Clothed, clean, and homeless in Japan
Numbers, issues in contrast to US
TOKYO - Retirement comes in January. That's when Katsunori Hamahara turns 65, when his government pension kicks in, and when he will be able to afford a place to live.
Until then, the former cabdriver will stick with the life he has made for himself: He hangs out in a park and sleeps nearby on a bench.
By US standards of homelessness, it's not a bad gig.
Hamahara eats free fresh food - rice, fish, meat, and vegetables. Because of strict Japanese hygiene laws, lunch boxes are discarded by convenience stores about 15 hours after they are prepared.
"If I am lucky, I get really good food, much better than at a restaurant," said Hamahara, who has befriended neighborhood convenience store employees.
He bathes, combs his hair, and washes his clothes in the park's clean public restroom. With the two brooms and dustpan that he keeps at his side, he tidies up the restroom and the park every morning at dawn, often with park employees.
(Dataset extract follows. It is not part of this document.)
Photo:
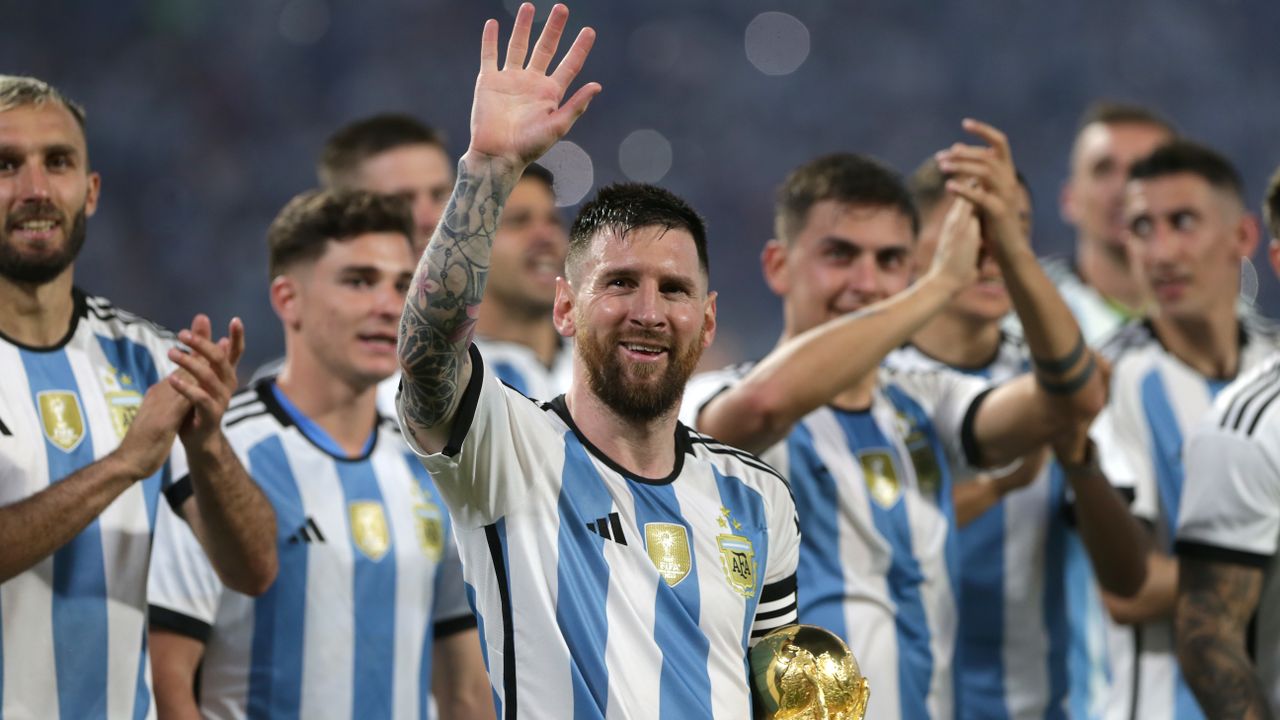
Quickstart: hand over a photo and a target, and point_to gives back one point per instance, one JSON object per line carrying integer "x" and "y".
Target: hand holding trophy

Most days, children, along with nannies and parents, invade the park. Hamahara finds peace in the sounds of their play but keeps his distance. He does not talk to children, fearing he might frighten them or their guardians.
He has chosen his neighborhood well. The park is in Nishi-Azabu, where houses and apartments often rent for $10,000 a month or more. And the bench where he sleeps is next to a fancy supermarket that is guarded at night by private security guards. Hamahara said the guards are kind to him, which makes his sleep restful.
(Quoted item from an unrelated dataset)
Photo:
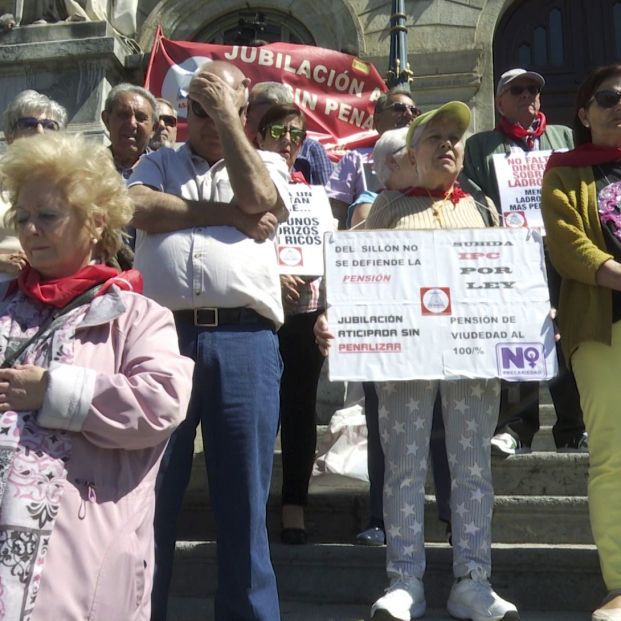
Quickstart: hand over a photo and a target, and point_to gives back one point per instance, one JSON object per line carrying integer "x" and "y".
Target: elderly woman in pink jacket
{"x": 91, "y": 386}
Police officers have never bothered him, he said, and no one has stolen or disturbed his possessions: an umbrella, a hand-held fan, a winter jacket, and clothing he keeps in a large cardboard box marked "Kleenex." When Hamahara needs money, he goes to a construction site and offers himself as a day laborer, making about $90 a day.
The homeless in Japan are rare - about 10 times more rare than in the United States, according to government studies in both countries.
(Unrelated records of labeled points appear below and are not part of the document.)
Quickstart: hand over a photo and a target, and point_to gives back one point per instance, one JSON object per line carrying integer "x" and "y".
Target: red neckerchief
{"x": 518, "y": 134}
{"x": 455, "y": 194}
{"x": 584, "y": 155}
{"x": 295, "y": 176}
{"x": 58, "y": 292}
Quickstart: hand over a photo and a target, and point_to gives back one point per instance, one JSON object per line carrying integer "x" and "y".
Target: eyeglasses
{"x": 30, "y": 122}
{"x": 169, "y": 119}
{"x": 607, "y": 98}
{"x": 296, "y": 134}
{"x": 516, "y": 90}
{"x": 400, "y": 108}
There are only about 18,500 homeless people in Japan, a country of 127 million people. That compares with estimates of 335,000 in the United States, with a population of 300 million.
In Japan, the homeless tend to lead lives that are more self-sufficient and less scarred by alcoholism and mental illness than the lives of homeless people in the United States and Europe, according to government figures and specialists.
"Nearly half survive without public support and they earn money as well," said Toshio Mizuuchi, a professor at Osaka City University who studies homelessness.
National surveys have found few drug addicts among the homeless. In Osaka, Japan's second-largest city, 10 percent to 15 percent of the homeless have alcohol or mental health problems, Mizuuchi said, while across Japan the prevalence of these problems among the homeless is considerably lower.
In the United States, a quarter of the homeless are disabled by mental illness or chronic substance abuse, a federal study found in 2007.
The concept of homelessness in Japan is rather new. There were always beggars, vagabonds, and vagrants, but they have been neither numerous nor visible since postwar prosperity exploded in the 1960s. The word "homeless" was almost never used until Japan's bubble economy burst and the homeless became visible in city parks in the '90s.
Even now, there are fewer than 25 state-funded homeless shelters in Japan. In the past four years, because of a stronger economy, the total number of homeless people has fallen 27 percent.
At the same time, the city of Tokyo has moved aggressively to remove about 2,000 homeless people from five major parks. The city has persuaded about 70 percent of them to abandon their tents and hand-built cottages. It offers job training and two years of deeply subsidized rent ($30-a-month rent for an apartment that usually goes for $600).
All this has conspired to make Hamahara a lonely guy in the park. "There are much fewer of us now," he said.